By Uzma Zafar
ISLAMABAD: Senate Deputy Chairman Saleem Mandviwala on Monday said although politicians and businessmen were regularly subjected to media trials, it was now the turn of National Accountability Bureau (NAB) officers to be tried in the media.
Speaking during a Senate session, he repeated the allegation that people were losing their lives due to alleged excesses of the accountability watchdog.
After NAB froze more than three million shares of different companies registered in Mandviwala’s name with the Securities and Exchange Commission of Pakistan (SECP) in connection with the fake accounts case last month, the Senate deputy chairman has vowed to expose the bureau internationally.
Mandviwala yesterday said he had met the wife and daughter of retired brigadier Asad Munir, who committed suicide in 2019, who described the difficulties faced by the deceased before his death. The body of Munir, who was facing multiple inquiries by NAB, was found hanging from the ceiling fan in the study of his apartment located in the highly guarded Diplomatic Enclave in Islamabad in March 2019. He worked both with the military and the government.
Mandviwalla said he found out that Munir had survived the first suicide attempt and later hung himself. He said Munir’s family had told him “what happened with his life since the NAB investigation started”. The Senate deputy chairman stressed that the government as well as NAB should take notice of the issue in order to stop “mud-slinging” against people.
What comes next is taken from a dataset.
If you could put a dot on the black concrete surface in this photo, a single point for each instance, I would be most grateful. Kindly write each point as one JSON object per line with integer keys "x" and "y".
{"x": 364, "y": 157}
“Politicians are smeared every day; it has no effect on us and we will face it, but people cannot tolerate. People are committing suicides, leaving the country and they are worried news about them being issued a NAB notice will be run any moment,” he said, adding that such developments were on the rise.
Referring to NAB’s reported complaint that it was being subjected to a “media trial”, Mandviwalla said it was “interesting that until now every other person was subjected to a media trial but for the first time, NAB’s media trial is taking place”.
He said this media trial against NAB would continue and more and more people would join it. “Now we will hold the trial of every NAB officer by name in the media,” he announced. While talking about the fake accounts case, Mandviwalla questioned how an account could be fake if was opened in a bank, saying “there can be fraud or identity theft, but there can’t be a fake account.”